Acórdão nº 359/21.6T8GMR-A.G1 de Tribunal da Relação de Guimarães, 23 de Fevereiro de 2023
Magistrado Responsável | ALCIDES RODRIGUES |
Data da Resolução | 23 de Fevereiro de 2023 |
Emissor | Tribunal da Relação de Guimarães |
Acordam no Tribunal da Relação de Guimarães I. Relatório Por apenso à execução ordinária intentada por I... Unipessoal, Lda veio o executado AA, em 6/6/2022, deduzir oposição à execução, mediante embargos de executado.
*Notificado para se pronunciar sobre a extemporaneidade dos embargos, o embargante sustentou a tempestividade dos mesmos (ref.ªs ...93 e ...72).
*Datado de 7/07/2022, a Exmª Juíza “a quo” proferiu despacho nos termos do qual decidiu indeferir os embargos, por serem extemporâneos, e, em consequência, determinou a extinção da instância dos embargos (ref.ª ...33).

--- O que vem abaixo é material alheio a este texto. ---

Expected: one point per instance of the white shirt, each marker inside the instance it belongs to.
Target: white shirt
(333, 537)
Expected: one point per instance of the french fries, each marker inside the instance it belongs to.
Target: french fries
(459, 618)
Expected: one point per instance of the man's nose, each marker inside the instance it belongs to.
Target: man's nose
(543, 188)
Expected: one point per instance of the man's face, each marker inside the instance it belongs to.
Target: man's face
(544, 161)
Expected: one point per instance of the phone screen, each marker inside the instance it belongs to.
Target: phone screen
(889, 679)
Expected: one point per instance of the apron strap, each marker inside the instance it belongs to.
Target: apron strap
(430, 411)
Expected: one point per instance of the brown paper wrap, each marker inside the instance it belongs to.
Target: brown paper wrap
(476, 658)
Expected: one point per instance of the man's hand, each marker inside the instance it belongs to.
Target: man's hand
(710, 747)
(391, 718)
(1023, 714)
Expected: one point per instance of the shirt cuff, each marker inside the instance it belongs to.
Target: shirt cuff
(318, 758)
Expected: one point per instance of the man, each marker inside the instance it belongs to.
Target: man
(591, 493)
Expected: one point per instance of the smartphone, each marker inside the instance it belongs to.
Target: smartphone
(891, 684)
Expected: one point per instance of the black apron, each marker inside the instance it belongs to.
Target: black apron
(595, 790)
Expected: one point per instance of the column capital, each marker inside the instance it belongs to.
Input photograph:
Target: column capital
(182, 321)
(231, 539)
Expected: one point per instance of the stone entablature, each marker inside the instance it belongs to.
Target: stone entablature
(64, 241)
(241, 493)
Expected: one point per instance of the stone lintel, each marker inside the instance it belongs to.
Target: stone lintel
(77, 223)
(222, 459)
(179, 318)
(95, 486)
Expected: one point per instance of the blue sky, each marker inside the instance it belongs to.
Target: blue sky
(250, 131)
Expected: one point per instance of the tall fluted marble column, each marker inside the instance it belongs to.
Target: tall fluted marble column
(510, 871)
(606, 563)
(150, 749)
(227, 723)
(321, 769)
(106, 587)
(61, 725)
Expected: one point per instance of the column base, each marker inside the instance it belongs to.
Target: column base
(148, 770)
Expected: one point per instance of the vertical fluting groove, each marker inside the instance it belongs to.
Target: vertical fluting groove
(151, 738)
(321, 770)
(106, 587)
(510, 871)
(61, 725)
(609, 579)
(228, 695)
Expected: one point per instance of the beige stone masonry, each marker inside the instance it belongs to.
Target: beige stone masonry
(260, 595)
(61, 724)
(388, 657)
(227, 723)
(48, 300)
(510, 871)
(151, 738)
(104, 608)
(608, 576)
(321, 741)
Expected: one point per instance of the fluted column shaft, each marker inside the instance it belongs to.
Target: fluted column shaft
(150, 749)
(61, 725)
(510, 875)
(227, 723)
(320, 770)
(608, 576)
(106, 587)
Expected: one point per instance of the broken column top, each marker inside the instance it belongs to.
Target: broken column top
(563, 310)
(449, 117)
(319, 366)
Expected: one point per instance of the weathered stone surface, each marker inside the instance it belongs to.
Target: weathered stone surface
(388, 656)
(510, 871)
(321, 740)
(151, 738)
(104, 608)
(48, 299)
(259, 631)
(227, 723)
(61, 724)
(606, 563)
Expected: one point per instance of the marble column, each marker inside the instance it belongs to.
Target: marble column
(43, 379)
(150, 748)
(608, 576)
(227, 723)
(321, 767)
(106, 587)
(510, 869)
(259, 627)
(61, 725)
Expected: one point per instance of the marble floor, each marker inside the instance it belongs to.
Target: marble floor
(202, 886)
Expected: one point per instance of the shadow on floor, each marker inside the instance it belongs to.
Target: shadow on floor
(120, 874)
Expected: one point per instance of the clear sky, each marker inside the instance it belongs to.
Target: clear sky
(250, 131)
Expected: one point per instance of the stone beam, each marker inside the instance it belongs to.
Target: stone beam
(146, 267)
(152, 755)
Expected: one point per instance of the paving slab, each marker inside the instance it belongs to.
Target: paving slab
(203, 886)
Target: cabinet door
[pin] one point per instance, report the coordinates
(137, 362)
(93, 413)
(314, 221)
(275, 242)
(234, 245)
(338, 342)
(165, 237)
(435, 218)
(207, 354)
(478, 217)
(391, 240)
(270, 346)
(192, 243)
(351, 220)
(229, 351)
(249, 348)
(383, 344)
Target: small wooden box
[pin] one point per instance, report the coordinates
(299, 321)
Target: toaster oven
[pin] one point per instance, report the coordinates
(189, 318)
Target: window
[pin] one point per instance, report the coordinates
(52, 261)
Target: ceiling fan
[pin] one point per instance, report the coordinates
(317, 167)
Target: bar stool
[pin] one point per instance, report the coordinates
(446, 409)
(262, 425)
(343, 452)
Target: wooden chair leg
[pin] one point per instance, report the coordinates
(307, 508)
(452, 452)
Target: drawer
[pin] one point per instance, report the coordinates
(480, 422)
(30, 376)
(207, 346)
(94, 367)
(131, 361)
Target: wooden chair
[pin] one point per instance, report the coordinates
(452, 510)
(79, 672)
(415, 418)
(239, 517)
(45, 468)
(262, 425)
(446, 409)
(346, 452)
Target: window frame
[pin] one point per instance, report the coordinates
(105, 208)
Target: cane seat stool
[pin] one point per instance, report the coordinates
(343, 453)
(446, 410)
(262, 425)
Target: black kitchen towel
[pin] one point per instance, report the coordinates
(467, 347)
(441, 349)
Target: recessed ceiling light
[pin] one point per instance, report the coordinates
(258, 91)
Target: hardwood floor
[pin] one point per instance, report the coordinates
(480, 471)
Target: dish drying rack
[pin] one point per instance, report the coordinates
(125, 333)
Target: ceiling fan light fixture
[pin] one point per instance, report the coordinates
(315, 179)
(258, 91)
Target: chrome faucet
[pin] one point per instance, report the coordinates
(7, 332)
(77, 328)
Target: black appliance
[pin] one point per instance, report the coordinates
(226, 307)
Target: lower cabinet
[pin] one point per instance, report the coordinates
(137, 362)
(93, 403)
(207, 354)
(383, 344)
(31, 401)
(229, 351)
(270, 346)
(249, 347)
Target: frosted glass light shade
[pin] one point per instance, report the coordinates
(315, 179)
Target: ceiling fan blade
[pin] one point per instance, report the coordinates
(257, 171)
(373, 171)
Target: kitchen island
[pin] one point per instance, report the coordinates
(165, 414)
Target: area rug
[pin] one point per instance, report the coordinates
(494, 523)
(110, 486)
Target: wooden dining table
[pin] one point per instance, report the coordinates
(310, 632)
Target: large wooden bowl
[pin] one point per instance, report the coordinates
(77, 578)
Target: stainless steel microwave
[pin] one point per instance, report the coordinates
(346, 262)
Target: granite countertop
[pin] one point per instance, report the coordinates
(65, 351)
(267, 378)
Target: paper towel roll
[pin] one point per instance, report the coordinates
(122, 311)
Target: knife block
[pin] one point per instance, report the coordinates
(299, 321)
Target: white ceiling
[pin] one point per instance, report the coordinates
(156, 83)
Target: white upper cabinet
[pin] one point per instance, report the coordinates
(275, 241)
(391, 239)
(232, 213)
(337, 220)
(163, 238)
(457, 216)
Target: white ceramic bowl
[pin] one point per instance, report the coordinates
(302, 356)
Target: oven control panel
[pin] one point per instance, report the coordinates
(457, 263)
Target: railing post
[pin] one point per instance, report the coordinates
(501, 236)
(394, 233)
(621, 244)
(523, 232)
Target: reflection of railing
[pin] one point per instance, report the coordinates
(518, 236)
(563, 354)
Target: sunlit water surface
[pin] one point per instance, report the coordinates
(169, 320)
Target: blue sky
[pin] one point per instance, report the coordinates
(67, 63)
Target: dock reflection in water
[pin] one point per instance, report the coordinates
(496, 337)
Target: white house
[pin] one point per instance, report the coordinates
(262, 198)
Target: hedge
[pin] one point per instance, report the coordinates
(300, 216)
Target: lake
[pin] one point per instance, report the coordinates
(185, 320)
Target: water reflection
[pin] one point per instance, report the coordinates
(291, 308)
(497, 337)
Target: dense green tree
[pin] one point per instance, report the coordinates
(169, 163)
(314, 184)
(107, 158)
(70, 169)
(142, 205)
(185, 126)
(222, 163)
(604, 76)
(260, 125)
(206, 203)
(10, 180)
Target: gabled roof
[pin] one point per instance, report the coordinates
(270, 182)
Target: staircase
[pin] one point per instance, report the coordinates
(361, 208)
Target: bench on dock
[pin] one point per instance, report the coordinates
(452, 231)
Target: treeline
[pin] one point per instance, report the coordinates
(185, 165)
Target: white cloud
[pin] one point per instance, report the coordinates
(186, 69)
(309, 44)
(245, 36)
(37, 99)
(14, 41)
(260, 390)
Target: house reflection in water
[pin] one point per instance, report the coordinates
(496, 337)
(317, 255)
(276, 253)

*Inconformado com esse despacho, dele interpôs recurso o embargante (ref.ª ...04), tendo formulado, a terminar as respetivas alegações, as seguintes conclusões (que se transcrevem): «I. A apelação interposta da douta sentença de fls., decorre da sentença que indeferiu os embargos apresentados, por serem extemporâneos e, em consequência, determinou a extinção da presente instância.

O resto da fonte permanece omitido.